Table_1_A Ferroptosis-Related Gene Signature Identified as a Novel Prognostic Biomarker for Colon Cancer.XLSX

BackgroundColon cancer (CC) is a common gastrointestinal malignant tumor with high heterogeneity in clinical behavior and response to treatment, making individualized survival prediction challenging. Ferroptosis is a newly discovered iron-dependent cell death that plays a critical role in cancer biology. Therefore, identifying a prognostic biomarker with ferroptosis-related genes provides a new strategy to guide precise clinical decision-making in CC patients. MethodsAlteration in the expression profile of ferroptosis-related genes was initially screened in GSE39582 dataset involving 585 CC patients. Univariate Cox regression analysis and LASSO-penalized Cox regression analysis were combined to further identify a novel ferroptosis-related gene signature for overall survival prediction. The prognostic performance of the signature was validated in the GSE17536 dataset by Kaplan-Meier survival curve and time-dependent ROC curve analyses. Functional annotation of the signature was explored by integrating GO and KEGG enrichment analysis, GSEA analysis and ssGSEA analysis. Furthermore, an outcome risk nomogram was constructed considering both the gene signature and the clinicopathological features. ResultsThe prognostic signature biomarker composed of 9 ferroptosis-related genes accurately discriminated high-risk and low-risk patients with CC in both the training and validation datasets. The signature was tightly linked to clinicopathological features and possessed powerful predictive ability for distinct clinical subgroups. Furthermore, the risk score was confirmed to be an independent prognostic factor for CC patients by multivariate Cox regression analysis (p < 0.05). Functional annotation analyses showed that the prognostic signature was closely correlated with pivotal cancer hallmarks, particularly cell cycle, transcriptional regulation, and immune-related functions. Moreover, a nomogram with the signature was also built to quantify outcome risk for each patient. ConclusionThe novel ferroptosis-related gene signature biomarker can be utilized for predicting individualized prognosis, optimizing survival risk assessment and facilitating personalized management of CC patients.

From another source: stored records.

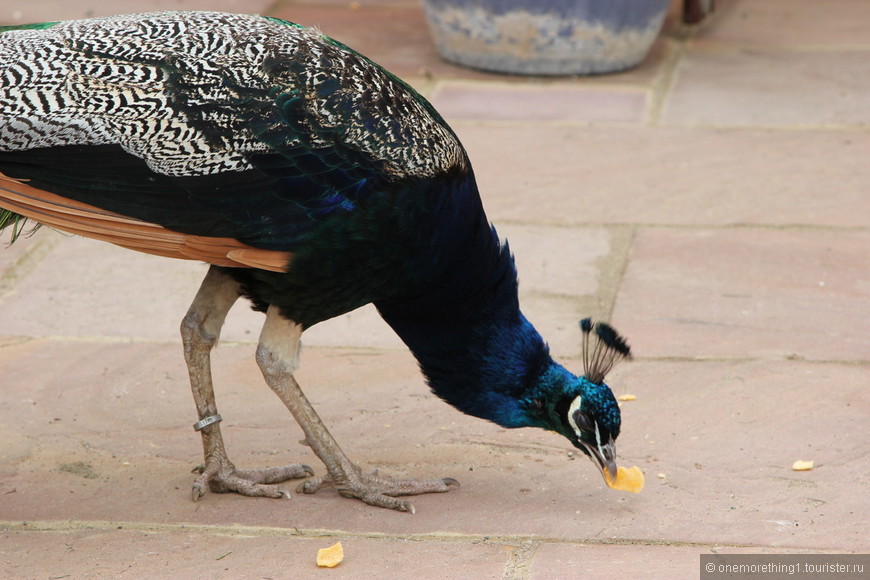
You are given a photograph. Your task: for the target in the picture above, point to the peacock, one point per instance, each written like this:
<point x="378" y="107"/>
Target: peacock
<point x="313" y="182"/>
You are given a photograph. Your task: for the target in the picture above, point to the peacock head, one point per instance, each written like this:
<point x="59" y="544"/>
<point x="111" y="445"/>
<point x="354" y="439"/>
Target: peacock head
<point x="586" y="412"/>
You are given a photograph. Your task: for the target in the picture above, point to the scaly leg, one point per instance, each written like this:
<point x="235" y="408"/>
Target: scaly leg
<point x="200" y="330"/>
<point x="278" y="357"/>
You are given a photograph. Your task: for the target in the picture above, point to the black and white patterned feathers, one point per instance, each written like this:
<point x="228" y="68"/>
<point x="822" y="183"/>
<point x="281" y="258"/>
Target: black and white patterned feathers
<point x="198" y="93"/>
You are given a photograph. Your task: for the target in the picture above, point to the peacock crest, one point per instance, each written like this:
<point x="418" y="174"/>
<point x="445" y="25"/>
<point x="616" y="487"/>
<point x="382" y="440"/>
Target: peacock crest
<point x="608" y="349"/>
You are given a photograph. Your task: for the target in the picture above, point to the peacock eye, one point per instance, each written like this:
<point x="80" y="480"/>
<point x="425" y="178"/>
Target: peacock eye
<point x="582" y="421"/>
<point x="579" y="420"/>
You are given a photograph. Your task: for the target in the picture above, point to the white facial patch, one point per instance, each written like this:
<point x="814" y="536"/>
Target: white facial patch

背景：结直肠癌（Colon cancer, CC）是一类常见的消化道恶性肿瘤，其临床行为与治疗响应存在高度异质性，这使得个体化生存预测面临极大挑战。铁死亡（Ferroptosis）是新近发现的一种铁依赖性细胞死亡方式，在肿瘤生物学进程中发挥关键调控作用。因此，筛选基于铁死亡相关基因的预后生物标志物，可为结直肠癌患者的精准临床决策提供全新思路。 方法：首先在包含585例结直肠癌患者的GSE39582数据集中，初步筛选铁死亡相关基因的表达谱异常情况。随后联合单变量Cox回归分析与LASSO惩罚Cox回归分析，进一步构建用于总生存预测的新型铁死亡相关基因特征。通过Kaplan-Meier生存曲线及时间依赖性ROC曲线分析，在GSE17536数据集中验证该基因特征的预后效能。通过整合GO富集分析、KEGG富集分析、GSEA分析及ssGSEA分析，对该基因特征开展功能注释研究。此外，结合该基因特征与临床病理特征，构建了预后风险列线图（nomogram）。 结果：由9个铁死亡相关基因构成的预后特征生物标志物，在训练数据集与验证数据集中均可精准区分结直肠癌高风险与低风险患者。该特征与临床病理特征显著相关，且对不同临床亚组具备优异的预测能力。多变量Cox回归分析证实，风险评分可作为结直肠癌患者的独立预后因素（p < 0.05）。功能注释分析显示，该预后特征与核心肿瘤特征密切相关，尤其涉及细胞周期、转录调控及免疫相关功能。此外，基于该基因特征构建的列线图可实现对每位患者预后风险的量化评估。 结论：该新型铁死亡相关基因特征生物标志物可用于预测结直肠癌患者的个体化预后，优化生存风险评估流程，并助力结直肠癌患者的个性化临床管理。